Optimize performance with Armv9 hardware features

Run ERNIE-4.5 Mixture of Experts model on Armv9 with llama.cpp

Log an issue

Fork and edit

Discuss on Discord

Run ERNIE-4.5 Mixture of Experts model on Armv9 with llama.cpp

Accelerate ERNIE-4.5 with Armv9 optimizations

In previous sections, you learned how MoE enables large model deployment on CPUs, and how to observe inference behavior with ERNIE-4.5. You’ll now optimize performance using Armv9 architecture features and benchmark the improvements.

This section shows how to benchmark performance under two scenarios: with and without Armv9 vector instruction optimizations.

You compare a baseline using a regular CPU build against an optimized version that’s an Armv9-specific build with SVE, i8mm, and dotprod instructions enabled.

To establish baseline performance, first compile llama.cpp without Armv9 optimizations.

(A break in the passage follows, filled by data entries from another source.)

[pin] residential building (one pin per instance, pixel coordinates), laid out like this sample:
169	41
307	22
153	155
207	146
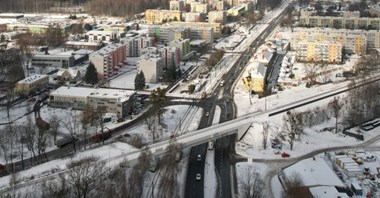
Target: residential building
217	27
177	5
340	22
194	17
31	84
218	5
354	41
199	7
116	101
183	45
135	44
217	16
165	34
67	75
95	36
83	45
326	51
160	16
51	59
108	60
152	65
255	77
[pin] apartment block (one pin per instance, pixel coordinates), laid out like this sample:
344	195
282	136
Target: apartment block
340	22
108	59
160	16
135	44
217	27
183	45
152	65
31	84
199	7
326	51
116	101
194	17
217	16
177	5
354	41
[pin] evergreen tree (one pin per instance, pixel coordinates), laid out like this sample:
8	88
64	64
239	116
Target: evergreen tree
140	81
91	76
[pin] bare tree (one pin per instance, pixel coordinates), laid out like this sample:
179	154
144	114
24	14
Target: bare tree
265	133
169	169
71	122
251	184
86	176
293	186
293	126
335	106
54	126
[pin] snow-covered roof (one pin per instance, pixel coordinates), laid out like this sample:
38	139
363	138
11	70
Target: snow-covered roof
32	79
326	191
314	172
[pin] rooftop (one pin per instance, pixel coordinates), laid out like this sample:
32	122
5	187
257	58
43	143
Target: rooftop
32	79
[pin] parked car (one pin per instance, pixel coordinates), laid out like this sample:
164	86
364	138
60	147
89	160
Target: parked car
198	177
284	155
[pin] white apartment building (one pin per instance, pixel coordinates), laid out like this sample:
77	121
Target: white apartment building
152	65
116	101
216	16
194	17
97	36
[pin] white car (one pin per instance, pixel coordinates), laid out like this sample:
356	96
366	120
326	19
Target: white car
198	177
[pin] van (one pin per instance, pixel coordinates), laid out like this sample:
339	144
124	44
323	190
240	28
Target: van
210	145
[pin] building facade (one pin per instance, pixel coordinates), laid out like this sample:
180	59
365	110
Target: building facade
217	27
116	101
217	16
31	84
183	45
152	65
160	16
354	41
340	22
326	51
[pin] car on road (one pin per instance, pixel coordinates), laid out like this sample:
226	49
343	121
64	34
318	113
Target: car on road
199	157
198	177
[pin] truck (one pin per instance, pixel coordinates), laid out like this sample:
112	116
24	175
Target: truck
42	124
65	141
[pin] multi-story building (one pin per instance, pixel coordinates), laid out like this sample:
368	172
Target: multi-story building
108	59
165	34
171	56
326	51
217	27
194	17
31	84
183	45
340	22
135	44
116	101
177	5
94	36
354	41
63	59
217	16
218	5
202	33
152	65
160	16
199	7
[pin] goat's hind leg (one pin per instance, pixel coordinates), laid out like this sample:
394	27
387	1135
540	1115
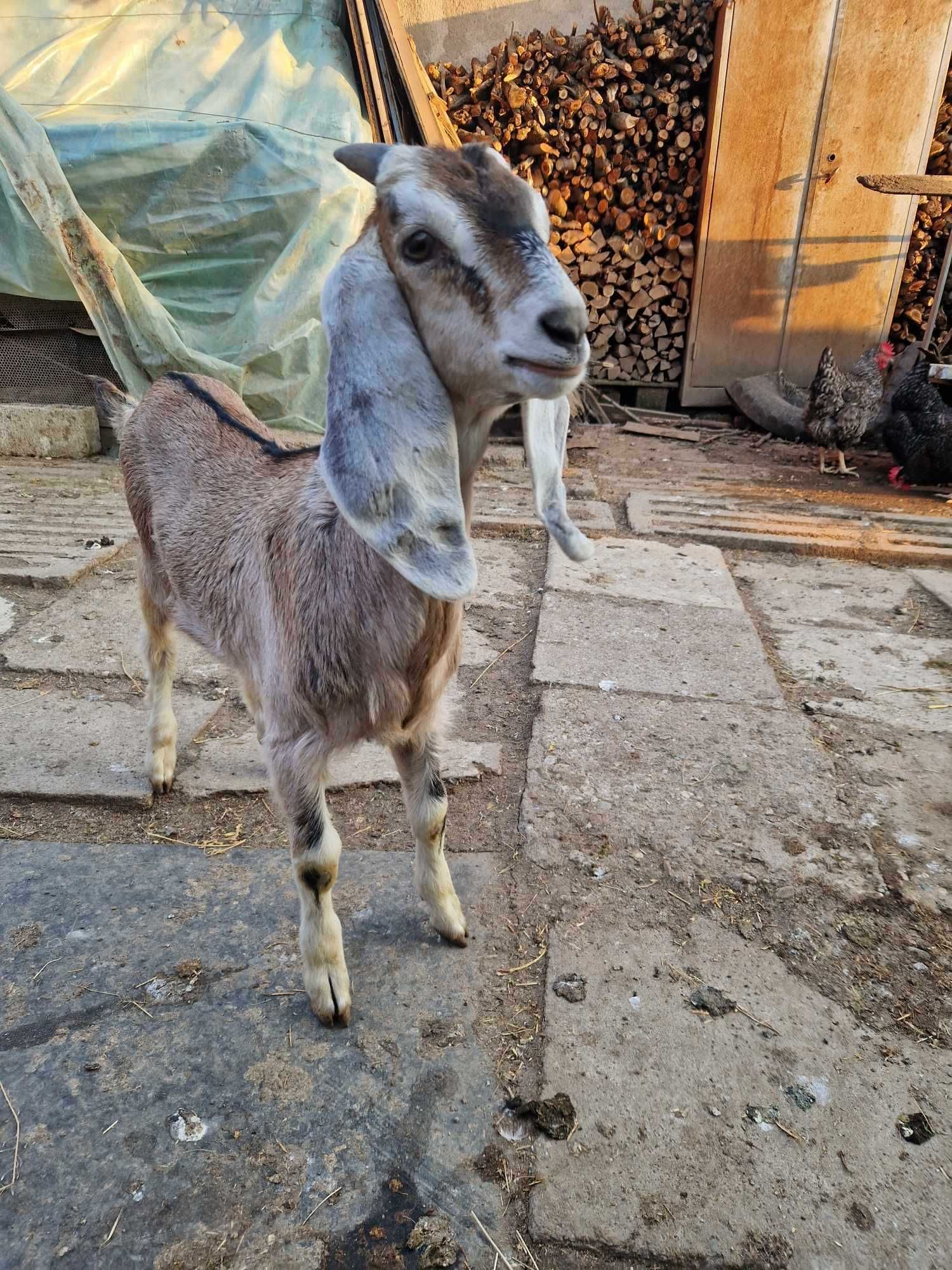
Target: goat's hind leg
159	655
426	797
298	772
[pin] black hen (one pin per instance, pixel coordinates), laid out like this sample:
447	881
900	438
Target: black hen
920	431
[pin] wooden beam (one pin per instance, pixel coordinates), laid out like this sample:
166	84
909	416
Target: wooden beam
883	184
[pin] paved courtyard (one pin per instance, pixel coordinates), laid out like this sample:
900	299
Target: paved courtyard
701	822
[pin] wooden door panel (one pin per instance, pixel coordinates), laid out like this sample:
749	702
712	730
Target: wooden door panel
887	67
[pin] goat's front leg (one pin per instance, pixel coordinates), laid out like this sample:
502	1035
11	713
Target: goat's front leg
298	772
426	797
159	656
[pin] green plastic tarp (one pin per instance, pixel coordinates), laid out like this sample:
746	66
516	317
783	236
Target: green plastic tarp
171	163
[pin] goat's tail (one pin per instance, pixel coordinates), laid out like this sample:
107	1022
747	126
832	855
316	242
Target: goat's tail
114	408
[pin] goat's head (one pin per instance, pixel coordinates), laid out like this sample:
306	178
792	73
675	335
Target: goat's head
446	311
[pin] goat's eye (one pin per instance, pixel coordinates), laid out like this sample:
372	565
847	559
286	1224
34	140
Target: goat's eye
420	247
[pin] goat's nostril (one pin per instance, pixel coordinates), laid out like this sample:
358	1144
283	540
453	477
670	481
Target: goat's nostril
565	326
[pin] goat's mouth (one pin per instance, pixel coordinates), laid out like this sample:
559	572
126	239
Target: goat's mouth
560	373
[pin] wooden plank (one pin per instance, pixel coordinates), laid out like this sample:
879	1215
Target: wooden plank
651	430
416	79
883	185
444	123
887	64
770	86
715	115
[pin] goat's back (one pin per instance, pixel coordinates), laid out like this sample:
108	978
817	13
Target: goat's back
258	567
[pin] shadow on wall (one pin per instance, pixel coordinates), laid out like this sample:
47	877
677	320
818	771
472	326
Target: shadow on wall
753	290
458	31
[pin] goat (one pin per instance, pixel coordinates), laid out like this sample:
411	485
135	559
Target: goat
333	584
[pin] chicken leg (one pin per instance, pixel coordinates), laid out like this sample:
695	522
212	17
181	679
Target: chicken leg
837	472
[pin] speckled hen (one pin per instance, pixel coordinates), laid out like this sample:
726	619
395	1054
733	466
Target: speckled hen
842	404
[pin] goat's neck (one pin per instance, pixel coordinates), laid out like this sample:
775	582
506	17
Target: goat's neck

Disable llama.cpp Armv9 optimizations

This step builds llama.cpp without Armv9 vector features to establish a baseline.

    

        
        
cd $HOME/llama.cpp
mkdir build_v9_off && cd build_v9_off
cmake \
  -DLLAMA_CURL=OFF \
  -DGGML_LLAMAFILE=OFF \
  -DGGML_VULKAN=OFF \
  -DBUILD_SHARED_LIBS=OFF \
  -DCMAKE_SYSTEM_PROCESSOR=arm64 \
  -DCMAKE_OSX_ARCHITECTURES=arm64 \
  -DGGML_NATIVE=OFF \
  -DGGML_AVX=off \
  -DGGML_AVX2=off \
  -DGGML_AVX512=off \
  -DGGML_FMA=off \
  -DGGML_F16C=off \
  -DGGML_CPU_KLEIDIAI=OFF \
  ..
make -j$(nproc)

Run the benchmark in the build_v9_off directory:

    

        
        
./bin/llama-bench -m $HOME/models/ernie-4.5/ERNIE-4.5-21B-A3B-Thinking-Q4_0.gguf -pg 128,128 -t 8

The output is similar to:

model	size	params	backend	threads	test	t/s
ernie4_5-moe 21B.A3B Q4_0	11.64 GiB	21.83 B	CPU	8	pp512	14.96 ± 0.01
ernie4_5-moe 21B.A3B Q4_0	11.64 GiB	21.83 B	CPU	8	tg128	12.03 ± 0.02
ernie4_5-moe 21B.A3B Q4_0	11.64 GiB	21.83 B	CPU	8	pp128+tg128	13.51 ± 0.03

With the baseline captured, recompile with Armv9 vector extensions enabled.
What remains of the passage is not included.